The commission’s emails, obtained through a public-records request, show that Morhaim had an open line to marijuana regulators, who favored his advice.

“Without your dedication and commitment, we wouldn’t be so close to an operational medical cannabis program,” Paul Davies, the commission’s chairman, wrote on Sept. 5, 2015. “We all look forward to working closely with you through anticipated cultural, legislative and regulatory changes to develop the best best medical cannabis program in The United States.”

And they did work closely together.

In July 2015, in an email summarizing a meeting with commissioners, Morhaim pushed for a letter to local governments encouraging them to welcome prospective marijuana businesses just as they would any other legal enterprise. He also offered to carry legislation on the commission’s behalf if it didn’t want to sponsor a particular bill, as government agencies sometimes do.

In May, while applications for licenses were being evaluated, Morhaim called the commission’s executive director to ask regulators to reconsider a decision to cap the number of businesses allowed to process medical marijuana, according to the email.

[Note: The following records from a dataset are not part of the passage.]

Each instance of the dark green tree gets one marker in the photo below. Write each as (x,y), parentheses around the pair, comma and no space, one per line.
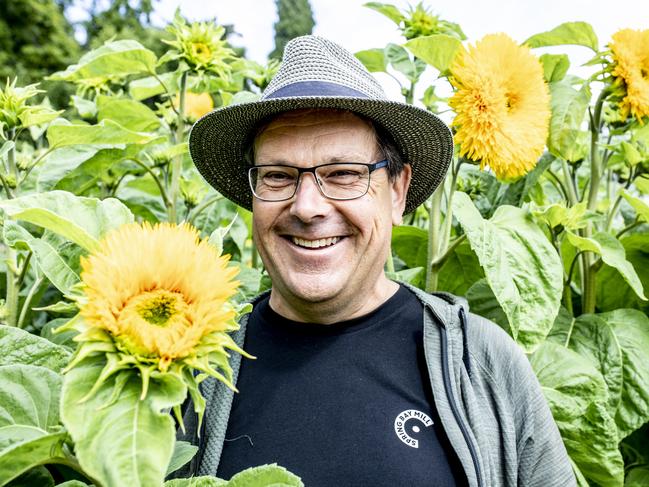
(35,40)
(295,19)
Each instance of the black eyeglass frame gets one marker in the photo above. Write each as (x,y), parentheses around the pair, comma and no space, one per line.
(301,170)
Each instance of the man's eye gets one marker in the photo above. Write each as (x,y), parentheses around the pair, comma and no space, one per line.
(277,177)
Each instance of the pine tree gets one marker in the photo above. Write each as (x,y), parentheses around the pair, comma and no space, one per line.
(295,19)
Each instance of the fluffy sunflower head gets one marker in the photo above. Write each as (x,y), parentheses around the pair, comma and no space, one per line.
(630,52)
(158,299)
(200,44)
(502,105)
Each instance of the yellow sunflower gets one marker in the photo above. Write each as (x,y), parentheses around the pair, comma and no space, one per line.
(502,105)
(630,50)
(196,104)
(157,298)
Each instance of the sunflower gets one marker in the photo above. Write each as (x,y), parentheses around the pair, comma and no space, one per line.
(201,45)
(502,105)
(157,298)
(630,50)
(196,104)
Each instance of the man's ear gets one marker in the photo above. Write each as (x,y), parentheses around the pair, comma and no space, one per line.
(399,189)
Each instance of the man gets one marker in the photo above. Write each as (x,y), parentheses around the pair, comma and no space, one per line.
(358,380)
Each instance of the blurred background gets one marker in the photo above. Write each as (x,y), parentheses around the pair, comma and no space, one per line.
(39,37)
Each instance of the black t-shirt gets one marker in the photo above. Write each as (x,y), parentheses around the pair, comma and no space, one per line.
(346,404)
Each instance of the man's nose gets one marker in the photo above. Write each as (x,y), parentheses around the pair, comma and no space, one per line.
(308,202)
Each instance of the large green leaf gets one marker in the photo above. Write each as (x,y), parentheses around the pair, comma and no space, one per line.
(460,271)
(373,59)
(204,481)
(105,133)
(566,138)
(592,337)
(113,59)
(613,254)
(130,114)
(25,447)
(21,347)
(130,442)
(613,291)
(555,66)
(437,50)
(575,33)
(631,329)
(265,476)
(49,261)
(29,396)
(483,302)
(143,88)
(390,11)
(409,243)
(81,220)
(577,396)
(399,59)
(520,264)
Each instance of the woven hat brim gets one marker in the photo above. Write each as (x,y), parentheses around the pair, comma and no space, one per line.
(217,142)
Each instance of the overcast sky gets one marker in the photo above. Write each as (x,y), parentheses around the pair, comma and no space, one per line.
(356,27)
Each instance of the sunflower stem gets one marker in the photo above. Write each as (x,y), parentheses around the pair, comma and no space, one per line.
(178,160)
(434,227)
(589,281)
(13,289)
(28,300)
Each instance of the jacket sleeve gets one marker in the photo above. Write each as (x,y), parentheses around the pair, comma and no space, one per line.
(542,456)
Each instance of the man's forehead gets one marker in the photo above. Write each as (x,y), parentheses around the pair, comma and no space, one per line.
(351,136)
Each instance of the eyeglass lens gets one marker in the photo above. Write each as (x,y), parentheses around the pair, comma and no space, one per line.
(337,181)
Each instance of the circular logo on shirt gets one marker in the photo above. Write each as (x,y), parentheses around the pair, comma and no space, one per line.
(411,422)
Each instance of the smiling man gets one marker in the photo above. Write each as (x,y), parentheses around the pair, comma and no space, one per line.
(358,380)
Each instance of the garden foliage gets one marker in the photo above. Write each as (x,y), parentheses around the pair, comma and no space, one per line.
(542,223)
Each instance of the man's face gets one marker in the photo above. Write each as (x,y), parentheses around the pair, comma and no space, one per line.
(322,253)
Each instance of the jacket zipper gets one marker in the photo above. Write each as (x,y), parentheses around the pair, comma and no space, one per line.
(455,409)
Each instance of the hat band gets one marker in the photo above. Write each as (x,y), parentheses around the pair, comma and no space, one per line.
(314,88)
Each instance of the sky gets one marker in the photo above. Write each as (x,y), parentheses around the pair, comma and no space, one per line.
(356,27)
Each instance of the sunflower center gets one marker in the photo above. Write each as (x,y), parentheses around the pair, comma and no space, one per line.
(157,307)
(201,51)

The director, Patrick Jameson, responded by saying that the change would not be permanent and said Morhaim’s views would be shared with other commissioners and be conveyed to an upcoming work group of commissioners.

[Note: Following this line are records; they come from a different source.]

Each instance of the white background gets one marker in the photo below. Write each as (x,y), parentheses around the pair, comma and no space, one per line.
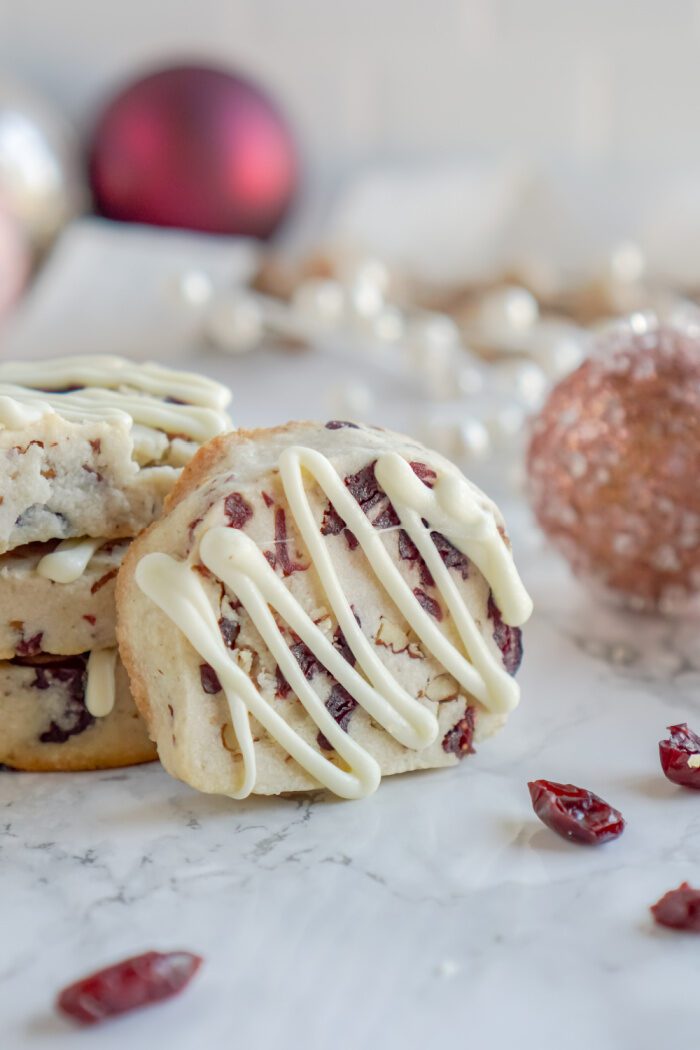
(606,90)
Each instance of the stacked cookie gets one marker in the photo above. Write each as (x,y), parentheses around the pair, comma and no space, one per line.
(90,447)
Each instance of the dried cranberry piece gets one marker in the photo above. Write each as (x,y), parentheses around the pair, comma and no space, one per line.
(340,705)
(425,473)
(340,643)
(409,552)
(427,603)
(351,540)
(387,518)
(70,673)
(509,639)
(332,523)
(30,647)
(209,679)
(364,486)
(128,985)
(230,631)
(281,555)
(304,657)
(237,510)
(677,753)
(459,740)
(679,908)
(452,558)
(574,813)
(282,689)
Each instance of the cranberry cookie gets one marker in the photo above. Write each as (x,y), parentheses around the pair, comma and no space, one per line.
(91,445)
(69,713)
(59,597)
(318,606)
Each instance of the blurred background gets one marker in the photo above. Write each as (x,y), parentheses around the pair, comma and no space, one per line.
(439,200)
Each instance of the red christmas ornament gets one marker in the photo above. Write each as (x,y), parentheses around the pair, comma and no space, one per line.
(195,148)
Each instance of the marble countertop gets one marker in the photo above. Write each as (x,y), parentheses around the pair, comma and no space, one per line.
(440,911)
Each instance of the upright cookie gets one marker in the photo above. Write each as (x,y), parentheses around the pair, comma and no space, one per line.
(319,606)
(90,445)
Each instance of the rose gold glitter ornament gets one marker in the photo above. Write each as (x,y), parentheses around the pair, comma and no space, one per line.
(614,465)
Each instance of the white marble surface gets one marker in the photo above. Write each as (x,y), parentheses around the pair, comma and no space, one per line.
(439,911)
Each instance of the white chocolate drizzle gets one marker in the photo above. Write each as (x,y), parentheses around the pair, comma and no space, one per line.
(452,507)
(111,389)
(115,373)
(69,560)
(101,687)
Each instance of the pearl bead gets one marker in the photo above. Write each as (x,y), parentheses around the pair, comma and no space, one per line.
(435,334)
(235,323)
(353,399)
(388,326)
(530,384)
(194,288)
(507,312)
(628,263)
(469,380)
(474,441)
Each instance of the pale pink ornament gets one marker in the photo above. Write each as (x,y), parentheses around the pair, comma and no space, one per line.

At one point, Morhaim sent Davies, the commission chair, an email introduction to a doctor who had researched the effects of cannabis on treating seizures. In a follow-up email, that doctor told Davies that he was a medical consultant to a company vying for cannabis licenses, “in the interest of disclosure and transparency.”

Morhaim has said his advocacy is driven by a desire to make medical cannabis available to patients, not to benefit the company.

After The Post reported Morhaim’s connection to Doctor’s Orders, Commissioner Robert Lavin emailed the panel’s chair, executive director and legal counsel, asking whether the revelation would complicate plans to award preliminary licenses.

“Will there need to be a ‘hold’ placed on our reviews because of additional legal/fairness issues that need to be addressed at this time?” Lavin wrote July 21.

A spokeswoman for the commission said there was no emailed response to this question. The first batch of licenses — 15 for growing and 15 for processing — were awarded Aug. 5. Doctor’s Orders was one of seven entities to win approval to both grow and process the drug.